Ce dispositif s’inscrit lui aussi dans une forme d’utilitarisme des études et non pas dans un désir d’enrichissement intellectuel et personnel, fonction que pouvait revêtir auparavant les études universitaires. Tout cela en dit long sur l’imaginaire actuel de notre système éducatif, qui n’est plus d’éveiller son intelligence et de penser une transformation du monde, mais de s’inscrire dans le monde tel qu’il est et de s’y adapter le plus rapidement possible. (...)
Je n’ai jamais eu autant de collègues, qui étaient auparavant des amoureux et ardents défenseurs de leur métier, qui ont, ou sont tentés, de lâcher l’affaire. (...)
Quand Pap Ndiaye a commencé à dire qu’il allait négocier avec l’enseignement privé pour améliorer la mixité sociale, alors là… La mixité sociale ne peut plus être une question à partir du moment où le travail de ce gouvernement est de faire intérioriser aux catégories sociales les plus démunies qu’elles ne pourront pas être à une autre place que celle où elles se trouvent. Donc les mélanger avec d’autres ? Mais pour quoi faire ? Chacun doit être à sa place. On va dire aux gamins de lycée pro, écoutez vous serez beaucoup plus souvent en entreprise, on va même vous payer pour ça.
On joue sur les besoins matériels des classes populaires, on parle ici d’une régression, presque d’un retour au 19e siècle.
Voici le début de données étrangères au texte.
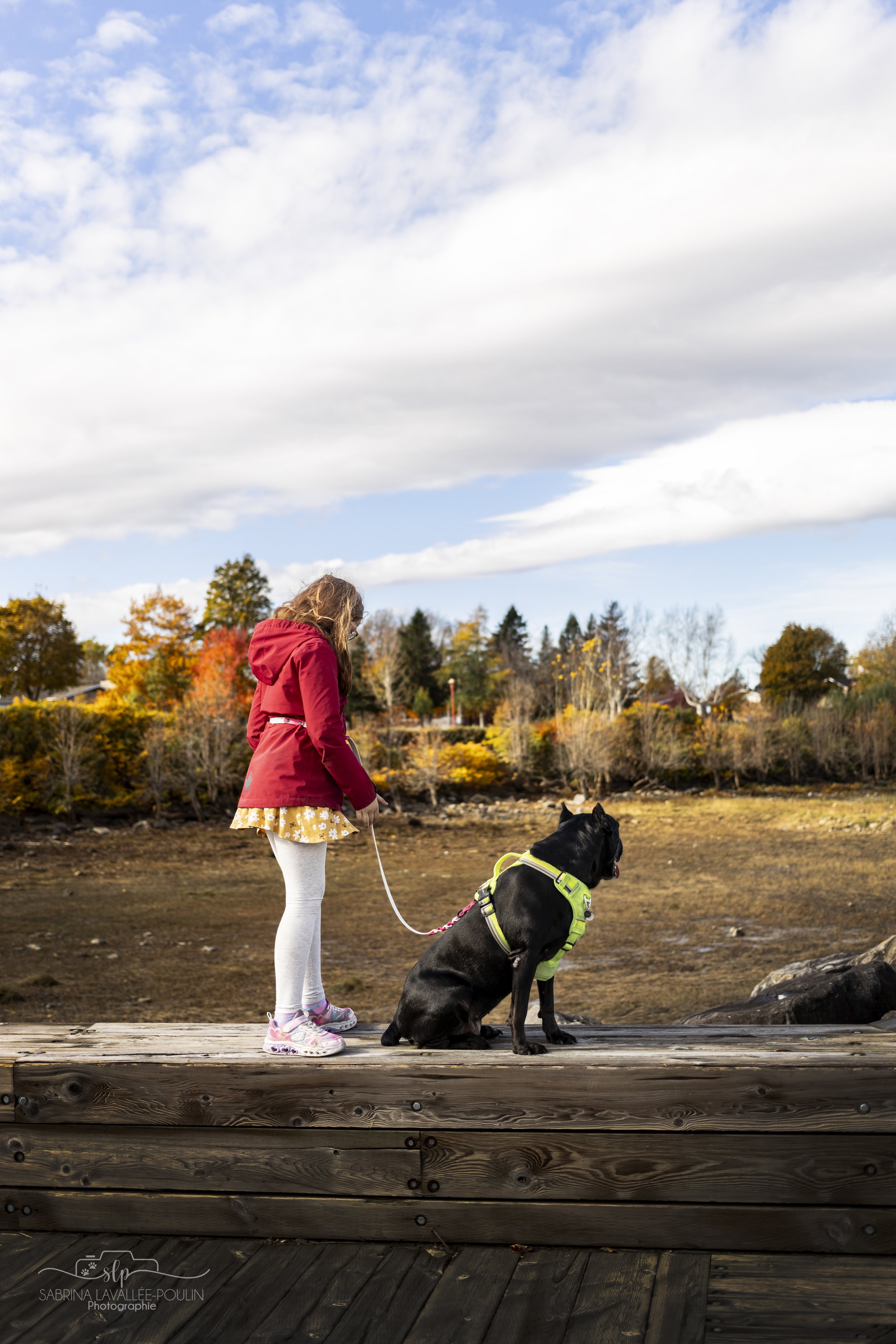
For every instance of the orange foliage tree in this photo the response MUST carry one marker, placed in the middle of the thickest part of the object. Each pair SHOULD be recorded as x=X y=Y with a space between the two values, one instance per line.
x=155 y=664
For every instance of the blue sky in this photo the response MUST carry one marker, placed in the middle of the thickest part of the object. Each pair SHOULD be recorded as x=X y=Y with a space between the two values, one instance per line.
x=485 y=304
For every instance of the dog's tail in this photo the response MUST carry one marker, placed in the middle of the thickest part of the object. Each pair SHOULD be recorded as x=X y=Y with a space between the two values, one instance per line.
x=391 y=1035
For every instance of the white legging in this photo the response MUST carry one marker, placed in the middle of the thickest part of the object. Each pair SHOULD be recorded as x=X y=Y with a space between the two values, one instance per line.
x=297 y=948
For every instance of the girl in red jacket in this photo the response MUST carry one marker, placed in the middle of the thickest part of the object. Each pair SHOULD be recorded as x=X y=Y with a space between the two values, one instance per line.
x=301 y=768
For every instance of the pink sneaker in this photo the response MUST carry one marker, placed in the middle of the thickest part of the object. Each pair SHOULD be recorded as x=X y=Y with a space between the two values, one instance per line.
x=300 y=1037
x=335 y=1019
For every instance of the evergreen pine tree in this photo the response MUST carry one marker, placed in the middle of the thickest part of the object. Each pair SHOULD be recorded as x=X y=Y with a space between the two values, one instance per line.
x=237 y=597
x=420 y=661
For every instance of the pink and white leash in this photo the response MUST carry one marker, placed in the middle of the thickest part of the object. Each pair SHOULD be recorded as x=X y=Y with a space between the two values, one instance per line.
x=418 y=932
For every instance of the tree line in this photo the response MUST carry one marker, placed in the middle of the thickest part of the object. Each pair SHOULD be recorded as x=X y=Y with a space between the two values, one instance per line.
x=616 y=698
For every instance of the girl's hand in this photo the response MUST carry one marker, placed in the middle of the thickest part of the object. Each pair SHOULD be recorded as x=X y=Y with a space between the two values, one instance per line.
x=368 y=815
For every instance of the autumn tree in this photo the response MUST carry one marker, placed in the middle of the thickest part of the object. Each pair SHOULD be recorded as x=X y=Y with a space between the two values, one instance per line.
x=876 y=663
x=238 y=597
x=39 y=650
x=802 y=664
x=155 y=663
C’est hallucinant. Mais il y aura toujours des exceptions, pour dire regardez on aide les méritants ! (...)
Tant qu’on ne se sera pas mis d’accord sur la société que l’on souhaite et la place que l’école doit occuper dans celle-ci, on tournera en rond et on va raisonner uniquement avec le monde tel qu’il est aujourd’hui. Or, on n’en veut pas de ce monde. On ne veut pas simplement transformer l’école, on veut aussi transformer le monde. C’est pour ça que la gauche a son mot à dire, et que je lui en veux de se taire. Il faut reposer sur la table notre projet de société, car il existe, et il faut le redire de manière précise, voire radicale, même si utopique.
Aujourd’hui, on n’a plus d’utopie dans le discours politique. Or tous les pédagogues ont une dimension utopique ! Si tu n’as pas la justice sociale chevillée au corps, tu n’es pas un pédagogue, mais un technicien. (...)
Qu’est-ce qu’on doit enseigner pour la société qu’on veut ? L’égale dignité des savoirs, incluant les savoirs manuels, est au cœur de mes préoccupations. Ça veut dire une réécriture complète des programmes. Comment on enseigne ? Avec des pédagogies coopératives ? Où on enseigne ? À quoi doit ressembler une salle de classe, un collège, un lycée ? Comment ça s’articule avec le quartier, l’espace, les associations, les parents ? Une école doit être un lieu d’éducation, d’instruction et de vie. Ça ne peut pas être un sanctuaire. Donc on parle d’un chantier colossal, oui. Mais faisable. Il faut redire que c’est faisable.